We Are Young

I still think this is crap, but I think it's because it's outside of the genre I typically write in. This is a blip of something I wrote during the day at work:


“Hey.”
The voice was familiar, but I couldn’t place it. It was deep, mellow, and soft with some scratchiness to it that suggested a nicotine habit. I looked up.
His face was familiar; but, again, I couldn’t place it. I felt like I was waking up from a dream—like I had been sleeping my whole life and this man’s face was the first actual human face I was seeing. I blinked as my eyes watered from the tension growing inside my head. I then remembered that I was working. And then I remembered to breathe.
“How can I help you, sir?” my voice sounded too quiet. Regardless, he heard me. He smiled a broad smile that took up his entire face. His light blue eyes brightened as they focused on me.
“I’ve been looking for you, actually. You don’t know me?” he replied, his cool undertones vibrating my eardrums at the rate of a lullaby.

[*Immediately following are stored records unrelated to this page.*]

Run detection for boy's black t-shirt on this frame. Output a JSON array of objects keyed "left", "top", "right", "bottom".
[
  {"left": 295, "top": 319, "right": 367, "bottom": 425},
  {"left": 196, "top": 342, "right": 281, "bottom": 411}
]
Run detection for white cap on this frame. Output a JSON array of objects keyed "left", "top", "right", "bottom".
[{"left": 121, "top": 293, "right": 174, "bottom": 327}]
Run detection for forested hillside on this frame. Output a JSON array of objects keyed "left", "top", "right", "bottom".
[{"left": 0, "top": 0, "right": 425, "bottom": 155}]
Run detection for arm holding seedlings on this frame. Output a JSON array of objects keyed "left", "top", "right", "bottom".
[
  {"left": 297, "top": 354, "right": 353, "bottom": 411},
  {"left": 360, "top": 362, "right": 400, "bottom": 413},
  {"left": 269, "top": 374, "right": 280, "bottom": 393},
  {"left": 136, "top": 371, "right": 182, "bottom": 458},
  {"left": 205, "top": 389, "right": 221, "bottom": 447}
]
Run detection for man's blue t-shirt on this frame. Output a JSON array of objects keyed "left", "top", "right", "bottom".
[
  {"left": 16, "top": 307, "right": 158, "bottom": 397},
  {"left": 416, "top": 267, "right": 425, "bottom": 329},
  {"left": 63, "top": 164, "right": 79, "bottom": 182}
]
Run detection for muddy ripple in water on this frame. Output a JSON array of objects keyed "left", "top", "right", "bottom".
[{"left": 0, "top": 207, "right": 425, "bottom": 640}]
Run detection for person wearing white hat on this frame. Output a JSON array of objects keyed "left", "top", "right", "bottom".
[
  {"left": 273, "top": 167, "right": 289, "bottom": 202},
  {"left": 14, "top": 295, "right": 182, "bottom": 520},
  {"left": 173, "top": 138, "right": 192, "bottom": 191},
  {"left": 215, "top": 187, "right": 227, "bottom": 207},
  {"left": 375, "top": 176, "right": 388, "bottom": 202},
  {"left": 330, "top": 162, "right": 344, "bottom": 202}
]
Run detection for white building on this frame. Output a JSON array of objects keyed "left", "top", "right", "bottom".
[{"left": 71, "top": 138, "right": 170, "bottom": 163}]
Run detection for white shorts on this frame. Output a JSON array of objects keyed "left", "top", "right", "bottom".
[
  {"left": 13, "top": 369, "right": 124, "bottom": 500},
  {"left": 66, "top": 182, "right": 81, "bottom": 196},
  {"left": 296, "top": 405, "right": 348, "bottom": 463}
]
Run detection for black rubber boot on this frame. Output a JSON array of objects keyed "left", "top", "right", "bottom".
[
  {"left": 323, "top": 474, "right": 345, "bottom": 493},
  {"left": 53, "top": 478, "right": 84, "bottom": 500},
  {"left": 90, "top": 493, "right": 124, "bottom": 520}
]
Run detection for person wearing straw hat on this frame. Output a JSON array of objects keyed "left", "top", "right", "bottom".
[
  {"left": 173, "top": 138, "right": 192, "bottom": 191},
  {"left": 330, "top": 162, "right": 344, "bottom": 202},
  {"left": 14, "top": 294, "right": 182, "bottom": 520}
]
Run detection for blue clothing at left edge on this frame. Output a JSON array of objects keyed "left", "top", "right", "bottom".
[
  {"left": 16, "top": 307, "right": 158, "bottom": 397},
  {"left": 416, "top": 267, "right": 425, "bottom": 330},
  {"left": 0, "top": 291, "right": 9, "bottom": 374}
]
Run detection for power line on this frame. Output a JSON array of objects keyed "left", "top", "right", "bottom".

“No,” I breathed, hoping he wouldn’t leave because I didn’t know him, “You seem familiar, but I don’t think I know you.”
He bit his lip thoughtfully for a moment. What I would have given to be that lip… He snapped back to reality in an instant.
“You remember? We were sitting in that field and I told you about my sisters…It’s been so long since then. We were just kids. It’s taken me this long to find you,” he was rambling a little, but I couldn’t stop listening. Something was stirring in my memory: whether it had been in reality or dream, I knew him. I knew this now. But he was still talking: “I told you I would find you. I’ve been dying to meet you. You know, you’ve grown up quite beautifully.”
I blushed and gave him a slightly sarcastic look; but he was completely serious. The seriousness brought weight to his words and I felt tears well in my eyes. My memories of him flooded back, and I began to understand who he was and how incredible it was that he was standing here talking to me…in reality.
“I’m not asleep?” I asked. His thumb stroked the first of several tears off my cheek before pulling me closer. His sandy hair touched my forehead. I could almost taste his breath. Oh, yeah, I need to breathe.
“You’re definitely not asleep. I really am here. Did you miss me?”
My voice was lost as the lump in my throat grew. I had waited and missed him for years. He had been my childhood playmate and my angsty companion in my adolescence during my dreams.  I hadn’t seen him for a long time, though. I had assumed that other men—men in my reality had blocked him out. I supposed his active search for me had blocked me from his subconscious.
But I had thought of him on and off during my adult years. I often wondered if he had just been a figment of my imagination—an imaginary friend who only showed himself in my dreams.
I forced my voice to work: I croaked out a feeble, “I missed you so much,” before the water works really set in.
This wasn’t the way he was supposed to meet me. I wasn’t supposed to be a lower-middle class worker who lived paycheck to paycheck with a life consumed with student loans and loneliness. I was supposed to be someone powerful, magnificent, successful. As he looked at me, though, I saw that person reflecting back—power, success, beauty. He saw me for what I was on the inside the instant he had met me. He could still remember the child me and the teenage me, but now he had found the adult me; and he was satisfied. He looked completely happy. I felt completely happy because I knew him for all he was, too. And I loved him, as I always had. No one else in the world mattered anymore.
His forehead was warm against mine, and his lips brushed against my mouth as he told me that he had missed me, too. It was impossible to breathe.
But, then, he was gone. He didn’t walk away; he just disappeared. Gone. The man of my dreams had left me once more; but this time, he had left something: a paper in my hand with instructions lazily scrawled on them. The underlined words at the top of the small page read: “How to find me.” And the goose chase commenced.